Ele foi até lá e não encontrou.
- Droga! – Disse ele imitando raiva.
- Na parte de cima – disse ela – junto do aparelho de barba.
Ele achou e sentou-se de novo no sofá e as unhas já estavam bem curtas. Ela ligou a televisão e sentou-se ao seu lado. Pregou botão nas camisas velhas dele, enquanto assistia algum programa de domingo. Ele se levantou, deixou a tesoura de qualquer jeito sobre a mesa para implicar pela última vez, e pegou o jornal, que já havia relido mil vezes, no fim-de-semana.
Ficou relendo, enquanto ela costurava de olhos grudados no vídeo.
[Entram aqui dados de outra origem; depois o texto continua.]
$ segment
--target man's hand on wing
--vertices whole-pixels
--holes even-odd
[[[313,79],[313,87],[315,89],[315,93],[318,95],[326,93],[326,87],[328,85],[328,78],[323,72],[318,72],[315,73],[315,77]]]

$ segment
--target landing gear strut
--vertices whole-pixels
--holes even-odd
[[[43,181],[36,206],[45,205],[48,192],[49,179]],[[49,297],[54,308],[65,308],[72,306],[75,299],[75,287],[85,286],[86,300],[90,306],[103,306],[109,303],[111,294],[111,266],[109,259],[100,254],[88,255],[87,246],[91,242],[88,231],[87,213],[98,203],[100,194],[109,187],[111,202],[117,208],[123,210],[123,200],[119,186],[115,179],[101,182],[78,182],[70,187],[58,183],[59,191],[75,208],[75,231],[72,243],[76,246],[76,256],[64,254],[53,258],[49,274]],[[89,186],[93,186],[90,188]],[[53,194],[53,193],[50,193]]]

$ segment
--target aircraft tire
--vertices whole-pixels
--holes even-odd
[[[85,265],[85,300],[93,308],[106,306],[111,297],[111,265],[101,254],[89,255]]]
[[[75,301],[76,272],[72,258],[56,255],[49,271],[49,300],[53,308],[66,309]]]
- Preciso de algum dinheiro – ela disse quando o programa acabou, guardando as camisas.
- Pega na gaveta – respondeu – tenho muito pouco. Hoje é domingo.
- ...
- Se você quiser, amanhã assim que abrir o banco, eu...
- Não é preciso – interrompeu – qualquer coisa serve.
Ela voltou do quarto com um dinheiro dobrado e enfiou no bolso do vestido.
Ele continuou relendo o jornal, ou fingindo que relia.
- Bem – disse ela – já vou
E ficou parada no meio da sala.

Ele se levantou rapidamente, deixou os jornais caírem no chão de qualquer jeito e ficaram de pé um em frente ao outro, sérios, solenes como dois soldados.
- Me ajuda com as malas – ela pediu e eles desceram a escadaria carregados.
No portão da rua eles se abraçaram entre os embrulhos e os pacotes e se beijaram na boca, com força, desajeitadamente. Ela desvencilhou-se depois de algum tempo, pendurou as sacolas de alça no ombro, segurou com as mãos as malas e os pacotes e se foi.

Ele ficou no portão ouvindo o barulho do vento misturando com o plec-plec do sapato dela e ficou vendo aquela mulher magra e curvada, a sua, afastar-se cheia de malas, andando devagar e com dificuldade, parando de vez em quando e trocando os volumes de mão por causa do peso. Começava a anoitecer.

Demorou muito tempo até que ela dobrasse a esquina e ele a perdesse de vista para sempre.
Então ele ficou só ouvindo o barulho do vento.